The gate capacitance and the diffusion capacitance are given for these gates and it is 1fF per micron and 0.8fF/µm. What we are supposed to find is estimate the power dissipated by the V<sub>dd</sub> for the chip. This is basically what we are asking is an estimate the average power across the clock cycle. The average power by,

$$P_{avg} = \propto f_{clock} CV_{dd}^2$$

The energy is nothing but  $\alpha CV_{dd}^2$  for one particular clock cycle. But if I want to find out the power it will be nothing but = $\propto f_{clock}CV_{dd}^2$ . This  $f_{clock}$  =1Ghz,  $V_{dd}$  =1 volt.

What we will have is  $\alpha C$  and then this will be considered as a known parameter. This is basically known this is something we need to evaluate. The  $\alpha C$  we can have the  $\alpha$ parameters for the logic gates will be different and for the memory it is different. I am writing this as  $\propto_L C_L$  for the capacitance of the logic gates, an activity factor for the logic gates and alpha for the memory design and C for the memory design.

 $\propto_{\rm L}$  C<sub>L</sub>, if I want to find it out the C<sub>L</sub> is nothing but the number of gates here 950 x 10<sup>6</sup> multiplied by each of these gates will have the gate capacitance and then the diffusion

capacitance.

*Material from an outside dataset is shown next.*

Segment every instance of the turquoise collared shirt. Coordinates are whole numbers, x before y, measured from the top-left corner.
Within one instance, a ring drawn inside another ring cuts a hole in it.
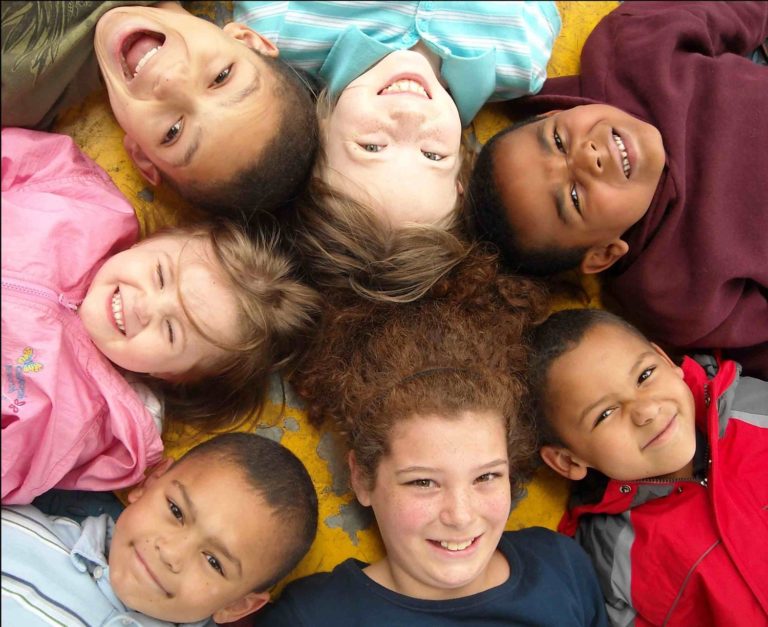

We are accommodating both the gate capacitance and then the diffusion capacitance for a width, this is per unit width of the transistor. Overall this capacitance is nothing but 1.8fF per unit width of the transistors.

$$P_{avg} = [\alpha_L C_L + \alpha_m C_m] f_{clock} V_{dd}^2$$

$$C_L = 50x10^6 x12x0.025 umx1.8 fF/um = 27nF$$

$$C_m = \frac{950x10^6 x4x0.025 umx1.8 fF}{um} = 171nF$$

$$P_{switching} = (0.1x27nF + 0.02x171nF)x10^9 x1^2 = 6.21W$$

Remember that this chip design it is still a very small chip design because it uses only the number of logic gates and then the memory and it is only 1, 1 particular die there could be multiple such dice or stack dice which are connected by the vias. If I have that kind of a 3D stacked one, the average power or the switching power or the dynamic power that has been delivered by the  $V_{dd}$  turns out to be 1 point 6.12 watts and slightly more than that.

If I have a similar one chip you consume 6.12 watts and if I have another chip, another chip and all of them are stacked together. Each one of this chip or each one of this die consume 6.12 watts then the overall design takes in more than 6 multiplied by 4 it turns out to be more than 24 watts which is very very high. In that sense what we need to do is what we have understood now is how to estimate the power, but after estimating the power we need to find some kind of a low power techniques. That the overall power we get some power benefits and then the overall power that has been delivered by the  $V_{dd}$  tends to reduce.